All’incontro parteciperanno Orazio Longo, sostituto procuratore della Repubblica presso il tribunale per i minorenni di Catania, e Antonella Fontana, vice procuratore onorario presso la procura della Repubblica di Catania.
L’evento è organizzato dal Comitato locale per il No al referendum sulla giustizia.
Il comitato impegnato nella campagna referendaria
Il comitato è particolarmente attivo nella campagna referendaria. Numerose sono infatti le attività e le iniziative promosse da metà febbraio ad oggi e che continueranno fino al 21 marzo.

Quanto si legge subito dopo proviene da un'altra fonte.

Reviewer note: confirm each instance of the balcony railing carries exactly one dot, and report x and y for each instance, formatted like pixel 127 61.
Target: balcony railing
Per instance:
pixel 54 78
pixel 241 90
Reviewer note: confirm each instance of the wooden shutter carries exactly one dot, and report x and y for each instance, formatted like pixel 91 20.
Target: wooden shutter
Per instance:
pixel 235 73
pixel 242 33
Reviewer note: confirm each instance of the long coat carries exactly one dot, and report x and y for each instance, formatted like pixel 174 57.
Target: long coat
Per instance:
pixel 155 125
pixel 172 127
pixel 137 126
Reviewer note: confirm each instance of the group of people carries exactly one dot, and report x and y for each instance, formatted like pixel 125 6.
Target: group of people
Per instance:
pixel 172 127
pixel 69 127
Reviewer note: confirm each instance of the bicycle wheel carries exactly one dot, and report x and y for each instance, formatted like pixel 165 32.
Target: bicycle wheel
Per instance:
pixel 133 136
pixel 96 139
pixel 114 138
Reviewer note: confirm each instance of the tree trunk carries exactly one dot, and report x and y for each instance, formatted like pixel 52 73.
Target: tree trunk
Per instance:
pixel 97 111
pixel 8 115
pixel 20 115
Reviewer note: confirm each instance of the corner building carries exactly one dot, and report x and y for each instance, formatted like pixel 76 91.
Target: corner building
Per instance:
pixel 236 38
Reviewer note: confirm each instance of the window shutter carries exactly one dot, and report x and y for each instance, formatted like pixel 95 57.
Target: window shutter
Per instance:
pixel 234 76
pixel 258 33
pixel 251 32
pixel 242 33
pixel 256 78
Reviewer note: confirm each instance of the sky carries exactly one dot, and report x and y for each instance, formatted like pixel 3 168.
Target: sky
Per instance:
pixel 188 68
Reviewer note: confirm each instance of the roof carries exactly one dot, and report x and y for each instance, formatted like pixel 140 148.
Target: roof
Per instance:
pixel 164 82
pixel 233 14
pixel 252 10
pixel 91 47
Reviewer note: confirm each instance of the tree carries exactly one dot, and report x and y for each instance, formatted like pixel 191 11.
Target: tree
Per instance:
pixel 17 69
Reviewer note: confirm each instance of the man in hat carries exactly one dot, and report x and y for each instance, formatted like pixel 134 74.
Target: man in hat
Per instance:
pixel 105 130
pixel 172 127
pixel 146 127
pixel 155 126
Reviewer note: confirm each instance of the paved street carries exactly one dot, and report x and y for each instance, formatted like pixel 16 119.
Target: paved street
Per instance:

Tra queste anche la diffusione di un documento informativo, composto da una sola pagina, con cui vengono illustrate le ragioni per cui si invita l’elettorato a votare No al referendum. Del documento sono state distribuite circa 400 copie tra i cittadini.
La manifestazione al cineteatro Andrea Camilleri
Domenica scorsa, al Cineteatro Andrea Camilleri, si è svolta una manifestazione pubblica organizzata dallo stesso comitato.
All’incontro hanno partecipato il deputato regionale Fabio Venezia, la deputata nazionale Maria Stefania Marino, Piergiacomo La Via, portavoce provinciale del comitato per il No, Antonio Malaguarnera, segretario provinciale della CGIL, e Antonio Allegra Filosico del Movimento 5 Stelle.
Nel dibattito sono intervenuti anche diversi cittadini presenti in sala. La manifestazione ha registrato una partecipazione numerosa, con circa 150 persone presenti.
I temi del referendum
Tra i principali temi al centro del referendum vi sono la separazione delle carriere tra giudici e pubblici ministeri, la divisione del Consiglio Superiore della Magistratura in due organismi distinti – uno per i giudici e uno per i pubblici ministeri – e l’istituzione di un’Alta Corte di disciplina.
Si tratta di questioni tecniche che non sempre risultano di immediata comprensione, ma che stanno suscitando un forte interesse per i loro possibili risvolti politici.
Le preoccupazioni del comitato
Secondo il comitato promotore del No, i cambiamenti previsti dalla legge costituzionale potrebbero incidere sull’equilibrio tra i poteri dello Stato.
Tra le critiche sollevate vi sono anche le modalità con cui la riforma è stata approvata dal Parlamento e le possibili conseguenze che, secondo i promotori del No, potrebbero avere ricadute negative sul funzionamento della democrazia.